I’ve been away this week, working on a Helene rebuild mission out of Burnsville, North Carolina, so I don’t have time to write anything new. I wrote this piece many years ago and some of you may have read it in another blog. I tried to update and clean up the language a bit before reposting it. Recently, I learned another friend had spent time working around Tonopah, Rachel, Caliente, Nevada on a government contract. He, too, was surprised that not only did I know of these places but had been there many times. Thinking of him, I thought I’d republish it.
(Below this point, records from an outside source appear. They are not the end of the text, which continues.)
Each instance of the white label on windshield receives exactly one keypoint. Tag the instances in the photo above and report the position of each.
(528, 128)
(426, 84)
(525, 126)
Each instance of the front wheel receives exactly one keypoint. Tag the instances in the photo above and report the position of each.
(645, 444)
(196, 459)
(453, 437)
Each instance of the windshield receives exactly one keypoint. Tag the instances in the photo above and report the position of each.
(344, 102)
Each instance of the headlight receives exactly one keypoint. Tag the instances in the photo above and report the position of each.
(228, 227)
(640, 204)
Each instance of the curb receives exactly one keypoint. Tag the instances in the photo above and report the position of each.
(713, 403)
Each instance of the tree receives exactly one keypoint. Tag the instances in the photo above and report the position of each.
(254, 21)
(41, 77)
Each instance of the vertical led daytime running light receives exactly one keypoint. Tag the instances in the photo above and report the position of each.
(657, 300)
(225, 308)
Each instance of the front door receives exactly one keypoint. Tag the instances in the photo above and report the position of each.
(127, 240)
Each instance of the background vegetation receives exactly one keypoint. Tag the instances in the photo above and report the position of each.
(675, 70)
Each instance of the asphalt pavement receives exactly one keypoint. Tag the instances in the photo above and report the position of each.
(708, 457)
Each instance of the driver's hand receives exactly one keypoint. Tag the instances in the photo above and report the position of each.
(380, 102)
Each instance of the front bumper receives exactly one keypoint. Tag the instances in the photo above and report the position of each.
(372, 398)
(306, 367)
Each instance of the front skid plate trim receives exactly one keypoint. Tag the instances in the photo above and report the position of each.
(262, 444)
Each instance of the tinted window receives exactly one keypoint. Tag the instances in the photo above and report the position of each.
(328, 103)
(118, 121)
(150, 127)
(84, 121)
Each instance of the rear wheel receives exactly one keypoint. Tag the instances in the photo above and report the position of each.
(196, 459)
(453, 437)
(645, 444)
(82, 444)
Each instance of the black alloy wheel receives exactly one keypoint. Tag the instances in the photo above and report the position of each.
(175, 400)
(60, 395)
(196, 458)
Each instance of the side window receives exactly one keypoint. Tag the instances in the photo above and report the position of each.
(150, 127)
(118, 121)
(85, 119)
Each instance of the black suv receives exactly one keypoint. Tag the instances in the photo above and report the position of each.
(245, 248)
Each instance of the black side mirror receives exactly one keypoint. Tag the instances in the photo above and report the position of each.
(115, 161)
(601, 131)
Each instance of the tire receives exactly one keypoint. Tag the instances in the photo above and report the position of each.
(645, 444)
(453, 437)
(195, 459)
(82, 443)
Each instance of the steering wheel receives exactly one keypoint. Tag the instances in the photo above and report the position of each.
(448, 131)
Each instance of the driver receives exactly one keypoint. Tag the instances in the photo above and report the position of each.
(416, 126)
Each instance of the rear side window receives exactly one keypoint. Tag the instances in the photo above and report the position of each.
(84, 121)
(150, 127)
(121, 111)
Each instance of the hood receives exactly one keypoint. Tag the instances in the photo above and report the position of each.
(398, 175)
The last time I was in Rachel was in 2010, as I drove across Central Nevada, heading from Death Valley to my old stomping ground in Cedar City, Utah.
I see the lights of Rachel a good ten miles away, soon after crossing Queen City Summit. “The bar will be open,” I say to myself, “I’ll grab a cup of coffee and stretch my legs and take in some of the night air.”
It’s after ten, early September 1995. I still have two hundred miles to drive to get home, having spent the past two weeks backpacking along the John Muir Trail in the Sierras. When I got off the trail, I learned my parents were driving in the next day, which meant an all-night drive. In the hundred miles since Tonopah, I’ve only passed a couple of vehicles. I roll my windows down and stick my head outside, trying to stay awake and alert. I pop cassette tapes in and out, playing them loudly and trying to find something to keep me awake. Nothing comes in on the radio, except some distant AM talk station from Los Angeles.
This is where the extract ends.